In a word, if we live the Catechism, we become instruments of divine
faith to everyone whose life we touch. This, we may say, is the law of
spiritual generation. Sanctity is reproductive; holiness is procreative.
Share the Catechism. One final point should be made: On the last day
we shall be judged on our practice of charity. How we hope that when
Christ appears, He will say to us, "Come, blessed of my Father, and
possess the Kingdom prepared for you from the foundation of the world. I
was hungry, and you gave me to eat; thirsty and you gave me to drink;
naked and you clothed me, sick and in prison and you visited me."
What does this have to do with the Catechism of the Catholic
Church? Everything!

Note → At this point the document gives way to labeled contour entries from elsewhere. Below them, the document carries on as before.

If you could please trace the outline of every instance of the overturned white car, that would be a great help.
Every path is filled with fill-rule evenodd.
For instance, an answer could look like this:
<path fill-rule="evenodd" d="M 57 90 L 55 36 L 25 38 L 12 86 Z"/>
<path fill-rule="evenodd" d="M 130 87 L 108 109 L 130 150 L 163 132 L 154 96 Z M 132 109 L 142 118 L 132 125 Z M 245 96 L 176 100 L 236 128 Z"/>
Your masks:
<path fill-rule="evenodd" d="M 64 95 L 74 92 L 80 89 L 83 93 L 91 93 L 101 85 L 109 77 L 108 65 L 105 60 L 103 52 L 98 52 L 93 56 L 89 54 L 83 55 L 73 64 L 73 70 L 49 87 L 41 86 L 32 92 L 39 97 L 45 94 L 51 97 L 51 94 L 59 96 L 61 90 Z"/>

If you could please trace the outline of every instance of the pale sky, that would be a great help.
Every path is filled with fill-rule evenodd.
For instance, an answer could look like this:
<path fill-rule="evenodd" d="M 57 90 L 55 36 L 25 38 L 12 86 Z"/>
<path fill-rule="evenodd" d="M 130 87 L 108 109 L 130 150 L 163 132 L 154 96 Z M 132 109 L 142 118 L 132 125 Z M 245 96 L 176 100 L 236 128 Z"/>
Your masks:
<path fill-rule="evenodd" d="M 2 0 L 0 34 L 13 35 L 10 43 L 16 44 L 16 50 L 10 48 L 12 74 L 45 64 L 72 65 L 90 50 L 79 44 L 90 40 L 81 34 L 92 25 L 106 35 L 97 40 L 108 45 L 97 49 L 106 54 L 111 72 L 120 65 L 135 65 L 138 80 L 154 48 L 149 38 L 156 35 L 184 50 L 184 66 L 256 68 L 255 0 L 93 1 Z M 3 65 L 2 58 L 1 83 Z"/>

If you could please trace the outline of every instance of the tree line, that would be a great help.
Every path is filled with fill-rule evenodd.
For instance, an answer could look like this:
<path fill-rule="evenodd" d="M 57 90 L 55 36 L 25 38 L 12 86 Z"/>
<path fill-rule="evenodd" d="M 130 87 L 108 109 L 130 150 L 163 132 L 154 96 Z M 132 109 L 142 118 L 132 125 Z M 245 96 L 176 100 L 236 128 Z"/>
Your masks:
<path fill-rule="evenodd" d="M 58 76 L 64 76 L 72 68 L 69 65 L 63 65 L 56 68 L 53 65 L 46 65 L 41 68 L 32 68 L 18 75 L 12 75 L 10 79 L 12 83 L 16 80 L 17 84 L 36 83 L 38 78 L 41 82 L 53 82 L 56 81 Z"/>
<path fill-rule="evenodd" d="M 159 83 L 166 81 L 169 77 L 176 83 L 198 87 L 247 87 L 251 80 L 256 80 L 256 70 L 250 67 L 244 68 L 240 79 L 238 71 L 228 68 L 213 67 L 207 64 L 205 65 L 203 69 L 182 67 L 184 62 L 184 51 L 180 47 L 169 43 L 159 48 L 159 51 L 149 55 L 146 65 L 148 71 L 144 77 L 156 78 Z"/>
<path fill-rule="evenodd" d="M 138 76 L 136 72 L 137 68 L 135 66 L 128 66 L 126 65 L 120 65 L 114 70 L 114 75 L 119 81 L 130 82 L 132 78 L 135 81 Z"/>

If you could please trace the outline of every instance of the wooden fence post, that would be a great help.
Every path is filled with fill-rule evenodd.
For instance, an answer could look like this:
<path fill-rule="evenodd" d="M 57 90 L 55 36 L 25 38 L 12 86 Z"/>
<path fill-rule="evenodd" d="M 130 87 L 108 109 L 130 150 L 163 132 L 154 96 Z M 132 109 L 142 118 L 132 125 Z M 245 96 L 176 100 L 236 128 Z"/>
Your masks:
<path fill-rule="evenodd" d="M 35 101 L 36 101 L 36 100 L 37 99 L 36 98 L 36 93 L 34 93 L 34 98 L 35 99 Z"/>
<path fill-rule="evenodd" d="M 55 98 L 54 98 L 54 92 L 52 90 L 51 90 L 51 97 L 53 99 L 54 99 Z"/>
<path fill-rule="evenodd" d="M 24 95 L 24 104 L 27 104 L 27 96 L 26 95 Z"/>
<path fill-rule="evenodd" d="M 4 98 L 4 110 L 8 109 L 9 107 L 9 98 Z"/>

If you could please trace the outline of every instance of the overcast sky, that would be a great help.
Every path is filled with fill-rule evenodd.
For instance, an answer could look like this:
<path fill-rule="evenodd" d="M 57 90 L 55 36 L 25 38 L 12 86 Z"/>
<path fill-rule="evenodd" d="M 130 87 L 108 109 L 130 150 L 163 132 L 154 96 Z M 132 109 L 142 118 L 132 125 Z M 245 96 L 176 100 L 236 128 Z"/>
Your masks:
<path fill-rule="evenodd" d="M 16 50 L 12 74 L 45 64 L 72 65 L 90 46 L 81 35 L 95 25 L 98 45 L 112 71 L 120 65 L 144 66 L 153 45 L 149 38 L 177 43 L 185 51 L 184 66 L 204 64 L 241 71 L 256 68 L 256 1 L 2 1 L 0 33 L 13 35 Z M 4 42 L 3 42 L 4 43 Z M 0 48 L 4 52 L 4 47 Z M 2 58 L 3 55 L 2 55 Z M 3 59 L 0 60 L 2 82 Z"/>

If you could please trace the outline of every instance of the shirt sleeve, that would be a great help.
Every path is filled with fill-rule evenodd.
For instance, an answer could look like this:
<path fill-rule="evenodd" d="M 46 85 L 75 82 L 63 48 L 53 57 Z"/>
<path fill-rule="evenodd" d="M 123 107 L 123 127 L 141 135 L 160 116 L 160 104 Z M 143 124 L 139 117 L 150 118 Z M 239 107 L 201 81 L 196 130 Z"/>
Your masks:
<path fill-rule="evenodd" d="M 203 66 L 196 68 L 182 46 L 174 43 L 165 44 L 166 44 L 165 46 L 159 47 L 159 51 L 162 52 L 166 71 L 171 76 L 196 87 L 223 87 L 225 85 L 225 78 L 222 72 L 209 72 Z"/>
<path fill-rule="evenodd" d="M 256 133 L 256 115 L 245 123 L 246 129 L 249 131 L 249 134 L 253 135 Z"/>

This masterpiece of sacred wisdom provides us
with all the resources we need to meet the spiritual needs of America.
But we must be convinced that these needs are desperate, and that we
have at hand the means of saving the soul of our society.
PRAYER
"Lord Jesus, you have given us the Catechism of the Catholic
Church to bring light to those who are walking in darkness and
supernatural life to those who are sitting in the shadow of death.
"Enlighten our minds with your revealed truth and inspire our hearts with
your divine love so that by our courageous witness to
your Name here on earth we may bring countless souls with us to that
heavenly Kingdom for which we were made. Amen."